English    Türkçe    فارسی   

6
3038-3062

  • Fakat hepsini de gürzüyle öldürdü. Hepsi de onun atının ayakları altına baş aşağı düştüler.
  • Tanrı kudreti, ona öyle bir ordu vermiş ki tek başına bir ümmete saldırıyor.
  • Gözüm, o eri görünce sayı çokluğu gözümden düştü. 3040
  • Yıldızlar çoksa da güneş birdir ve bütün yıldızlar da onun önünde darmadağın olur, görünmezler.
  • Binlerce fare baş kaldırsa kedi, ne korkar, ne çekinir.
  • Nasıl olur da fareler, toplanıp kedinin karşına çıkarlar? Onlarda böyle bir yürek yoktur ki.
  • Topluluk, suret bakımından olursa beyhudedir. Kendine gel de Tanrı’dan mâna topluluğu iste.
  • Topluluk, bedenlerin çokluğundan meydana gelmez. Cismi de isim gibi yel üstünde durur bir şey bil! 3045
  • Farelerin yüreklerinde topluluk kudreti olsaydı kızarlar, gayrete gelirlerdi de birkaç tanesi bir araya gelir;
  • Fedai gibi aman vermeden kediye saldırırdı.

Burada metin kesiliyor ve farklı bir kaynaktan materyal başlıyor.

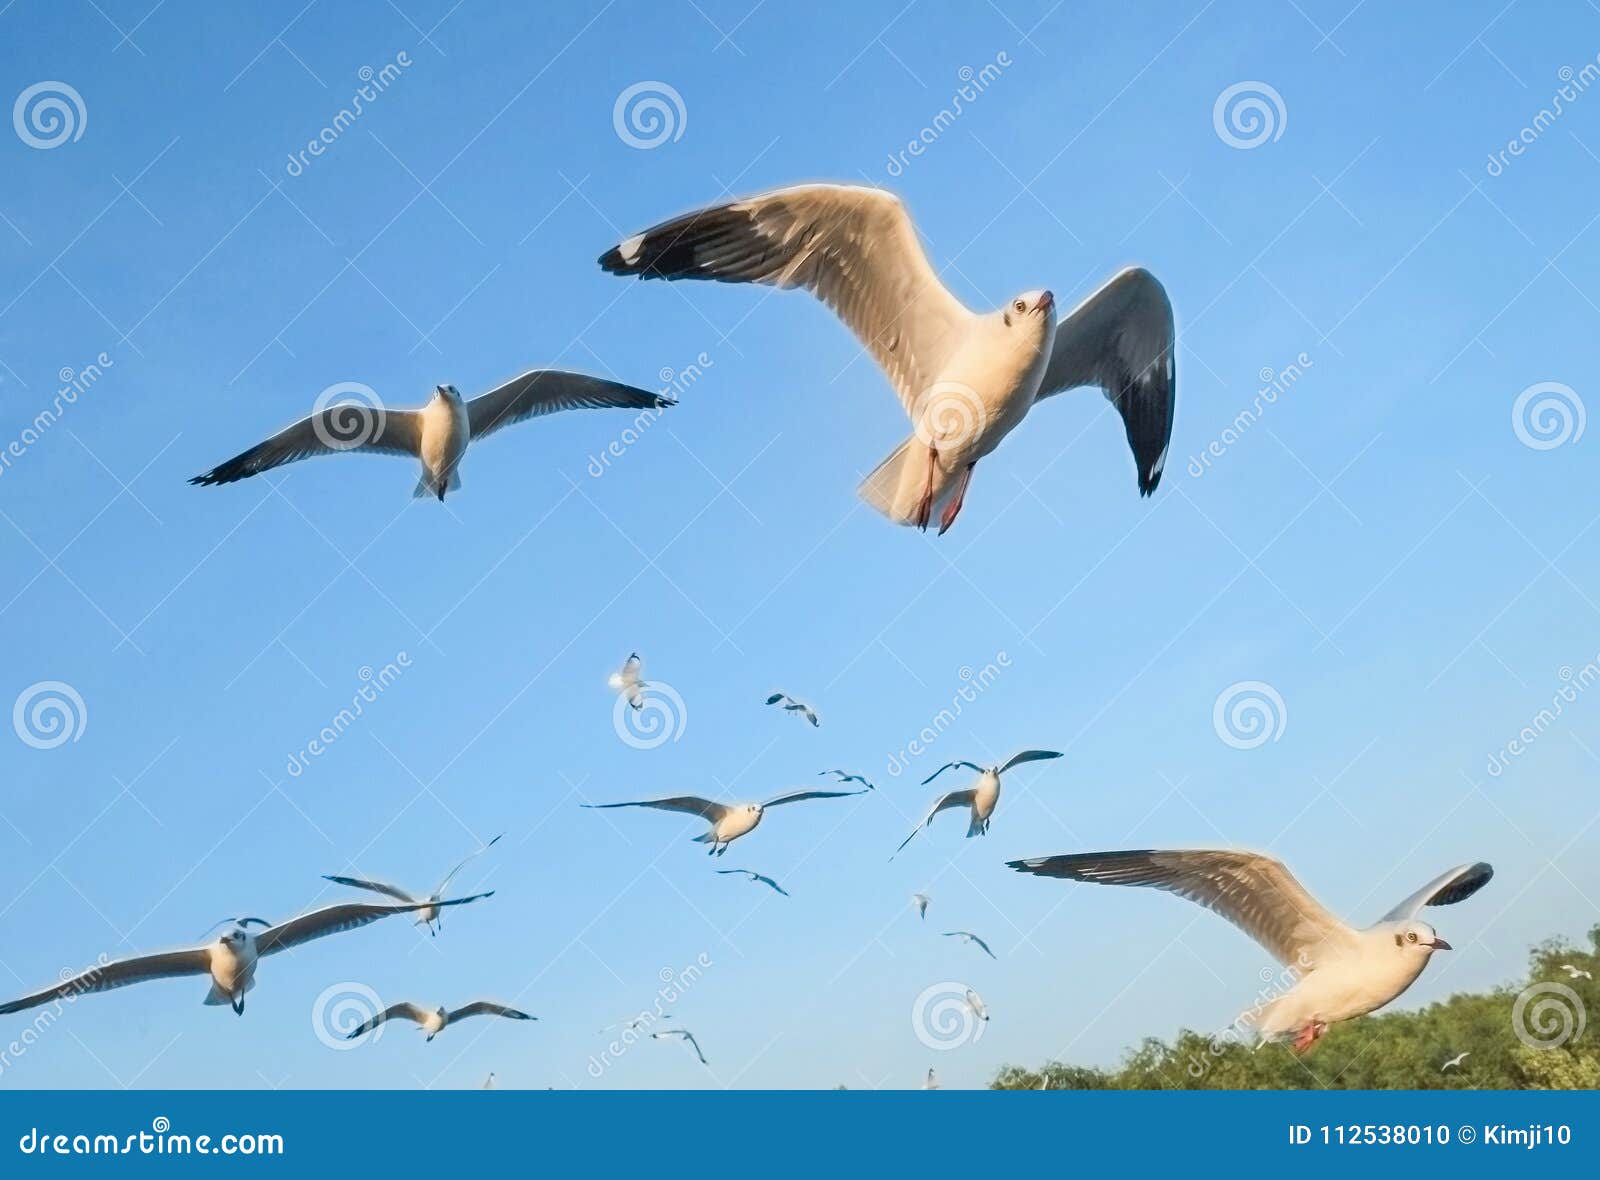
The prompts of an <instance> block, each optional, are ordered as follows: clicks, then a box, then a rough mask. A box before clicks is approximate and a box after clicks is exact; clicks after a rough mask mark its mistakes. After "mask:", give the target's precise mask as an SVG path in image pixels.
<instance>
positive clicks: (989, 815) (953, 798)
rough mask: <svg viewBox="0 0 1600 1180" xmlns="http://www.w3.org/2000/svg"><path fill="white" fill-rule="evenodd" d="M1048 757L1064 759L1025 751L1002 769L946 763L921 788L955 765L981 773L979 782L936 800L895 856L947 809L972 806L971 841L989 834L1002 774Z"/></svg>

  • Bir tanesi gözünü ısırır, oyar, öbürü kulağını dişleyip yırtar,
  • Bir başkası yanını delerdi. Kedi bu topluluktan kurtulamazdı.
  • Fakat farede topluluk için yürek yoktur. Kedinin sesini duydu mu aklı başından gider. 3050
  • Hilebaz kedinin önünde kuruyup kalır. İsterse farenin sayısı yüz bin olsun ne çıkar?
  • Koyun sürüsü çok olmuş kasaba ne gam? Akıl çokluğu uykuyu def edebilir mi?
  • Mülkün sahibi Tanrı’dır. Topluluğu o verir, bu yüreği o ihsan ederde aslan, yaban sığırı sürüsüne atılır.
  • On çatallı boynuzları olan yüz binlerce yiğit geyik aslanın saldırışına karşı, âdeta yok olur.
  • Mülkün sahibi O’dur. Bir Yusuf’a güzellik saltanatını verir de onu ak buluttan yağan lâtif yağmura döndürür. 3055
  • Bir yüze bir yıldız parlaklığı ihsan ederde koca bir padişah bir kızın kölesi kesilir.
  • Bir başkasının yüzüne kendi nurunu verir, o adam, gece yarısı her iyiyi her kötüyü görür.
  • Yusuf’la Musa, Tanrı nuruna sahip oldular, yüzlerinde, gönüllerinde o nur parladı.
  • Musa’nın yüzü, öyle bir nur saçtı ki nihayet yüzüne bir nikap tutunmaya mecbur oldu.
  • Yüzünün nuru âdeta hücum eden yılanın gözünü zümrüt nasıl alırsa gözleri öyle almaktaydı. 3060
  • Musa, o kuvvetli nuru örtmek üzere Tanrı’dan nikap istedi.
  • Tanrı da o nikabı, yürü, var, kiliminden yap. Çünkü o, emniyet sahibi bir ârifin elbisesidir.